There was supposedly an agreement within the team that the driver leading into Tamburello would then be unchallenged for the lead. This plan went without a hitch as Senna stormed clear on lap one.
But when Gerhard Berger crashed heavily to bring out the red flags, Prost took the lead off the line at the restart. Senna believed his first-corner lead held from the original start and he reclaimed first place into Tosa, angering Prost who believed the restart counted.
Fast forward to the end of the season, the two drivers are the only two in the championship fight, they crash at Suzuka, Senna is disqualified for cutting the chicane and Prost wins the championship. Rivalry ignited.
With Hamilton and Verstappen, there was never any indication of friendship but never an indication of dislike between the two either.
Sure, there have been a few barbed comments, some gamesmanship surrounding wing flexing and whatnot, but they also commented at this year's French Grand Prix they were keen on meeting up for a jetskiing session and a night out when Covid would allow.
The crash at Silverstone sparked the rivalry, with Verstappen furious with Hamilton for celebrating his win whilst the Dutchman was in hospital. The Briton was labelled "dangerous" and "amateur" by Red Bull team boss Christian Horner as Mercedes kept its counsel on the subject.
In Monza, it was roles reversed. Mercedes went on the offensive and Hamilton was quick to call Verstappen out for not ensuring he was okay after the RB16B landed on the W12, with the right-rear wheel hitting him on the helmet.

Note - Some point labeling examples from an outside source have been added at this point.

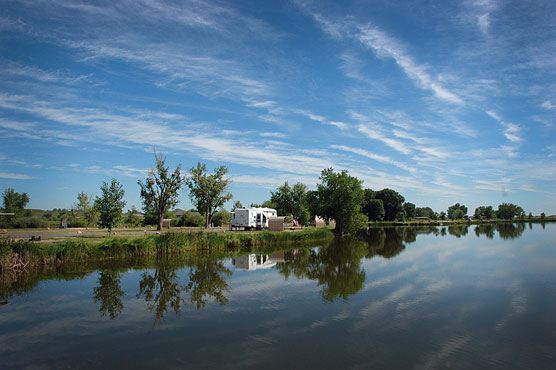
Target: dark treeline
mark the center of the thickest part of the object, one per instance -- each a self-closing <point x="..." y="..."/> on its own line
<point x="338" y="197"/>
<point x="171" y="283"/>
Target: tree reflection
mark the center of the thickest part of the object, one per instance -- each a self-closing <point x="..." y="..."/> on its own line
<point x="510" y="231"/>
<point x="207" y="279"/>
<point x="486" y="230"/>
<point x="387" y="242"/>
<point x="109" y="294"/>
<point x="337" y="267"/>
<point x="163" y="289"/>
<point x="458" y="230"/>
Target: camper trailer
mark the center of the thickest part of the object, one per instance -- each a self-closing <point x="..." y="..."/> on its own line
<point x="252" y="218"/>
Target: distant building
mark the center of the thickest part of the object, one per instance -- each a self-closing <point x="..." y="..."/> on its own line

There has been a lot of back and forth verbally but nothing too disrespectful or hateful yet, just flashpoints. Hamilton has, however, noted his concern that Verstappen won't change his ways.
With Prost and Senna, it was very much sensible versus maverick, with the Frenchman - nicknamed 'The Professor' for his approach to racing - up against Senna's "if you no longer go for a gap", seat-of-your-pants style.

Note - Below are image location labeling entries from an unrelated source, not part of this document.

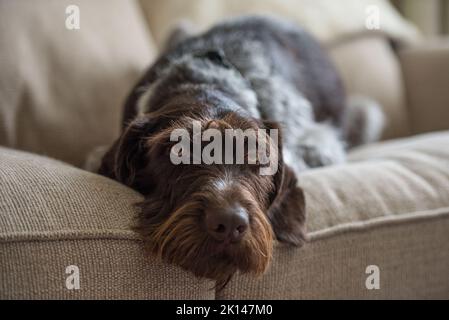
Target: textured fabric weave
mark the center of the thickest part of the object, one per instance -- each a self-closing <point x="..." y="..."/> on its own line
<point x="62" y="90"/>
<point x="388" y="206"/>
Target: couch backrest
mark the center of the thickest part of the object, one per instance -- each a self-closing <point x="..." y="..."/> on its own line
<point x="62" y="90"/>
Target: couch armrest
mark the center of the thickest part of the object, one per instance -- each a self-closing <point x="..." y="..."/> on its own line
<point x="53" y="215"/>
<point x="426" y="77"/>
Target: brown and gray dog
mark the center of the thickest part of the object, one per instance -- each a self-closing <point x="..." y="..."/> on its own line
<point x="245" y="73"/>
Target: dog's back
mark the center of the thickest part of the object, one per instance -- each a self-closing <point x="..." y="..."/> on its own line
<point x="280" y="62"/>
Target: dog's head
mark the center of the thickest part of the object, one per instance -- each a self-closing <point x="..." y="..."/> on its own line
<point x="211" y="219"/>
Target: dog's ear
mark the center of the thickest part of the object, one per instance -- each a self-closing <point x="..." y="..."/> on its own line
<point x="287" y="203"/>
<point x="127" y="156"/>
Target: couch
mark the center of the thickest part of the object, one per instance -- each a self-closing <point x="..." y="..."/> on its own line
<point x="61" y="92"/>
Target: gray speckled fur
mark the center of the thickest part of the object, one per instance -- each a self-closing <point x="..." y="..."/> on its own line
<point x="278" y="73"/>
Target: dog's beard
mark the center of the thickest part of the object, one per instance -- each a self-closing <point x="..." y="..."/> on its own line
<point x="180" y="239"/>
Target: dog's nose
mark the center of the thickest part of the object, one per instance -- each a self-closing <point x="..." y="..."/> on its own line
<point x="229" y="223"/>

Prost was very savvy with the political side of F1 whereas Senna often fell foul of then governing body FISA, with one such argument coming before the fateful 1990 crash at Suzuka.
Hamilton and Verstappen have much more similar personalities and egos. Whilst you could argue Verstappen is more daring at this stage of his career, more bolshy and Senna-esque, one must remember Senna was Hamilton's hero and the seven-time champion was not so far removed from Verstappen's style of racing at a similar age.

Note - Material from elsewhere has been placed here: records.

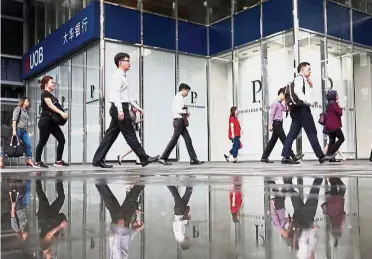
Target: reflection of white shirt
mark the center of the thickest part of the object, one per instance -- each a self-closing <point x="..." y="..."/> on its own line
<point x="299" y="83"/>
<point x="306" y="243"/>
<point x="179" y="228"/>
<point x="177" y="106"/>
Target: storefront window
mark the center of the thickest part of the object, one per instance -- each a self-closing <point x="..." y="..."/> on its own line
<point x="249" y="84"/>
<point x="77" y="113"/>
<point x="362" y="65"/>
<point x="340" y="78"/>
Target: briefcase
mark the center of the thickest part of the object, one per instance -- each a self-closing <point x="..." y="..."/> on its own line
<point x="15" y="148"/>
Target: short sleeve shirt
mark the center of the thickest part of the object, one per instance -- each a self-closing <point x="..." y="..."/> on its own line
<point x="45" y="110"/>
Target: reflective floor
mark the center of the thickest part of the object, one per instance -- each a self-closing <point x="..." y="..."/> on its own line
<point x="86" y="215"/>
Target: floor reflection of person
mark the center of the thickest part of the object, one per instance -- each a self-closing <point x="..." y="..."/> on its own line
<point x="334" y="207"/>
<point x="181" y="215"/>
<point x="279" y="218"/>
<point x="123" y="228"/>
<point x="303" y="234"/>
<point x="236" y="199"/>
<point x="51" y="221"/>
<point x="18" y="214"/>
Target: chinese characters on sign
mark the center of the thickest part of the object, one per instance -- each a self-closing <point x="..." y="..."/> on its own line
<point x="75" y="31"/>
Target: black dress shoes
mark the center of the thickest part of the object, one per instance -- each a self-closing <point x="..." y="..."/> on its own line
<point x="150" y="160"/>
<point x="266" y="160"/>
<point x="289" y="161"/>
<point x="164" y="162"/>
<point x="101" y="165"/>
<point x="196" y="162"/>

What this could mean is that the similar styles of the drivers may promote a larger eruption of anger at some point.
What can be said is Hamilton and Mercedes' responses in the wake of incidents this year seem to fall on the Prost side of the coin, with more alert dealings with the FIA compared to a brash-feeling narrative between the governing body and Red Bull.
Are we dealing with another Prost versus Senna rivalry? Not yet - in fact, we are a far way off as there is nowhere near the same hatred or bitterness between the two.
What is worth noting is the touch paper has been lit and emotions will run higher as the season draws to a conclusion.
With both absolutely on the edge of their limits, it is hard to see how more collisions can be avoided. With the prize getting nearer, then we could see anger released.
Prost versus Senna is as yet unrivalled but we may yet get there.